With the advent of online learning, university students can get their degrees without ever setting foot in a classroom or visiting a campus.
Distance education - which requires computers and Internet access - can mean courses are offered at remote sites that bring students together in realtime through interactive video classrooms. Online executive education programmes allow students to come together one weekend a month and stay connected to their professor and classmates via the Internet.
Distance learning means access to higher education is not limited by proximity to a university or the ability to afford to move to a foreign country. Respected institutions are offering complete degree programmes online.
The University of Pennsylvania, for example, offers an MBA degree completely online. The University of Phoenix provides online education to 12,000 students seeking degrees. New York Institute of Technology offers hybrid courses where people can meet in a traditional classroom on campus and in a virtual classroom online.
Last week, the Massachusetts Institute of Technology said it would post all 2,000 of its courses, complete with lecture notes, syllabuses, exams and video lectures, on the Web, free to everybody. However, visitors to the site would not earn college credentials.
Tom Friedman, foreign affairs correspondent for the New York Times, observed recently that "the biggest foreign policy issue is now the biggest domestic issue: education. In this era of globalisation, we think we need to get smarter to survive in a world without walls".
Indeed, Dr Edward Guiliano, president of New York Institute of Technology, said last week he was in no doubt that technology, globalisation and competition were driving change at a frenetic pace. While he admitted American higher education might not be the smartest in the world, he said it was now a hot issue. "With all its warts and contradictions . . . it is the short-term future vision of education globally. American education in business, technology, medicine and other fields is coveted and copied around the world. American higher education has become an export."
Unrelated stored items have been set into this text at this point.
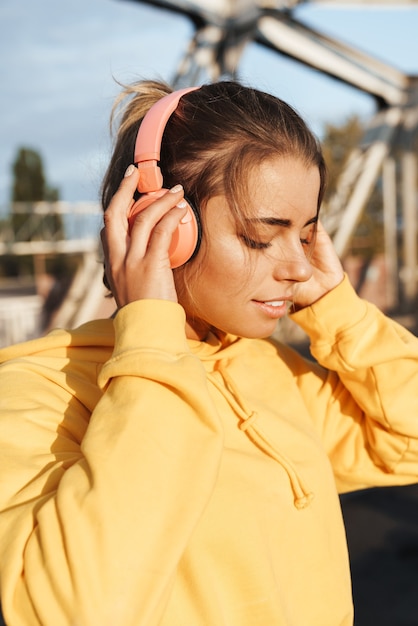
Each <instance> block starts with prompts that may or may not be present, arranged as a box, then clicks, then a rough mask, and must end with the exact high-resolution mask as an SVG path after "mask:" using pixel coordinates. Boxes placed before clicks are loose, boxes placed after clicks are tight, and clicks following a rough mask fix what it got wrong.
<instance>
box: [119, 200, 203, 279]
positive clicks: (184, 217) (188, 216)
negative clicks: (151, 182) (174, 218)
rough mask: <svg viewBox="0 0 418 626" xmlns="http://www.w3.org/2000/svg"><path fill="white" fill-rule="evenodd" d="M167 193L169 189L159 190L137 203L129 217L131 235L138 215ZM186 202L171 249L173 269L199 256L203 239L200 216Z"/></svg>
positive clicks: (169, 252) (171, 265) (130, 211)
mask: <svg viewBox="0 0 418 626" xmlns="http://www.w3.org/2000/svg"><path fill="white" fill-rule="evenodd" d="M167 191H168V190H167V189H159V190H158V191H152V192H149V193H147V194H144V195H143V196H141V198H139V200H137V202H135V204H134V205H133V206H132V208H131V210H130V212H129V215H128V223H129V233H130V232H131V230H132V227H133V224H134V222H135V218H136V216H137V215H138V213H140V211H143V210H144V209H146V208H147V207H148V206H149V205H150V204H152V203H153V202H155V200H157V199H158V198H161V197H162V196H163V195H165V194H166V193H167ZM185 200H186V202H187V213H186V215H185V216H184V218H183V219H182V221H181V222H180V224H179V225H178V227H177V228H176V230H175V231H174V233H173V237H172V239H171V244H170V248H169V257H170V265H171V267H172V268H173V269H174V268H176V267H180V266H181V265H184V264H185V263H187V261H189V260H190V259H191V258H192V257H194V256H195V255H196V254H197V251H198V249H199V247H200V242H201V238H202V232H201V224H200V218H199V214H198V212H197V210H196V209H195V208H194V207H193V205H192V203H191V202H190V201H189V200H188V199H187V198H185Z"/></svg>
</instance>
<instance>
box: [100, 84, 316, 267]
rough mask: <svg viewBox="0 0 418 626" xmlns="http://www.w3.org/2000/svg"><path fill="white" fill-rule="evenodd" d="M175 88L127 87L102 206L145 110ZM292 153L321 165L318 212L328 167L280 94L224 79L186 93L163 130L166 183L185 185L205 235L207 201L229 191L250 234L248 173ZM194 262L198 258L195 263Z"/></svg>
mask: <svg viewBox="0 0 418 626" xmlns="http://www.w3.org/2000/svg"><path fill="white" fill-rule="evenodd" d="M171 91H172V89H171V87H169V86H168V85H167V84H165V83H163V82H159V81H150V80H146V81H139V82H136V83H134V84H132V85H129V86H126V87H125V88H124V89H123V91H122V93H121V94H120V96H119V97H118V99H117V100H116V102H115V106H114V108H113V111H112V116H111V123H112V124H113V123H114V122H115V121H116V120H117V118H118V117H120V123H119V126H118V129H117V134H116V142H115V146H114V150H113V154H112V158H111V161H110V163H109V167H108V170H107V173H106V175H105V178H104V181H103V188H102V205H103V209H104V210H106V208H107V207H108V205H109V203H110V201H111V199H112V196H113V195H114V193H115V192H116V190H117V188H118V186H119V184H120V181H121V179H122V177H123V174H124V172H125V170H126V168H127V166H128V165H129V164H130V163H131V162H132V160H133V153H134V145H135V140H136V135H137V132H138V128H139V125H140V123H141V121H142V119H143V117H144V115H145V114H146V112H147V111H148V110H149V109H150V108H151V106H152V105H153V104H154V103H155V102H157V101H158V100H159V99H160V98H162V97H163V96H164V95H166V94H168V93H170V92H171ZM288 156H291V157H294V158H298V159H300V160H302V162H303V163H304V164H305V165H306V166H307V167H310V166H315V167H317V168H318V170H319V174H320V179H321V185H320V192H319V196H318V210H319V207H320V204H321V201H322V198H323V195H324V191H325V184H326V167H325V163H324V159H323V155H322V151H321V148H320V145H319V142H318V141H317V139H316V137H315V136H314V135H313V133H312V132H311V131H310V130H309V128H308V127H307V125H306V124H305V122H304V121H303V120H302V118H301V117H300V116H299V115H298V113H297V112H296V111H295V110H294V109H293V108H292V107H290V106H289V105H288V104H287V103H286V102H284V101H283V100H280V99H279V98H276V97H274V96H272V95H270V94H267V93H265V92H262V91H259V90H256V89H253V88H251V87H247V86H244V85H242V84H241V83H239V82H237V81H219V82H216V83H211V84H207V85H203V86H201V87H200V88H199V89H198V90H196V91H192V92H190V93H187V94H186V95H184V96H183V97H182V98H181V100H180V102H179V105H178V107H177V109H176V110H175V112H174V113H173V114H172V115H171V117H170V119H169V121H168V123H167V125H166V127H165V130H164V134H163V139H162V144H161V162H160V167H161V171H162V173H163V178H164V186H165V187H167V188H170V187H172V186H173V185H175V184H177V183H181V184H182V185H183V187H184V190H185V195H186V197H187V198H188V199H189V200H190V201H191V202H192V203H193V204H194V206H195V207H196V208H197V210H198V211H199V213H200V219H201V222H202V227H203V239H204V236H205V235H204V233H205V207H206V204H207V201H208V200H209V198H211V197H213V196H215V195H225V197H226V199H227V202H228V205H229V208H230V210H231V214H232V215H233V217H234V219H235V221H236V223H237V229H238V230H239V232H240V233H243V234H245V233H246V232H247V224H248V220H245V218H248V216H249V214H250V213H251V211H254V207H251V206H249V205H248V198H249V194H248V188H247V185H248V179H249V173H251V172H252V171H253V170H255V169H256V168H257V167H258V166H259V165H260V163H262V162H263V161H267V160H272V159H275V158H277V157H288ZM198 256H199V255H198ZM193 264H195V261H192V262H191V263H190V265H193ZM185 267H187V265H186V266H185ZM176 271H178V270H176Z"/></svg>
He said there had been a shift in American education toward student-centred learning and interactive learning and coaching, with an "emphasis on the creative examination of ideas, rather than the absorption of facts".
The argument over international comparisons in education, Dr Guiliano said, is the debate over the validity of SAT scores, a comparative test widely used by American colleges and universities as an entrance exam. If a degree obtained through distance education is to become as valuable as one that is conferred upon a student in residence, educators worldwide must agree on and enforce standards and procedures, he said.
Crucial to distance education is the Internet, which can provide ready access to information, course materials and tutors. More than 90 per cent of American college students access the Internet. "Certainly the profusion of technology at America's campuses," Dr Guiliano said, as well as "the integration of technology into the teaching and learning process, distinguishes America's higher education system from most others".
This means not just the use of the Internet but also of high-tech laboratory equipment in the sciences, technology and medicine, as well as high-end computer graphics and digital editing equipment in communications, architecture and design programmes.
Dr Guiliano said Web-based electronic learning was more efficient and effective when it was applied to corporate training and staff development. "Delivery through the Web makes training just-in-time and continuously available."
But not all college professors are enamoured with online learning. Michele Kidwell-Cohen, professor of art history at the New School in Manhattan, told me she did not like the idea of teaching a course online.
"I like to take students to museums or to show them slides so they can feel art and see its beauty and relevance in their own lives." Putting art online, Ms Kidwell-Cohen said, would lose meaning, vitality and the true experience of learning.
Above all else, though, Dr Guiliano believes the one advantage of distance learning is the opportunity for people from different countries to meet and exchange ideas in an educational setting, "even one as artificial as a classroom in cyberspace," he said.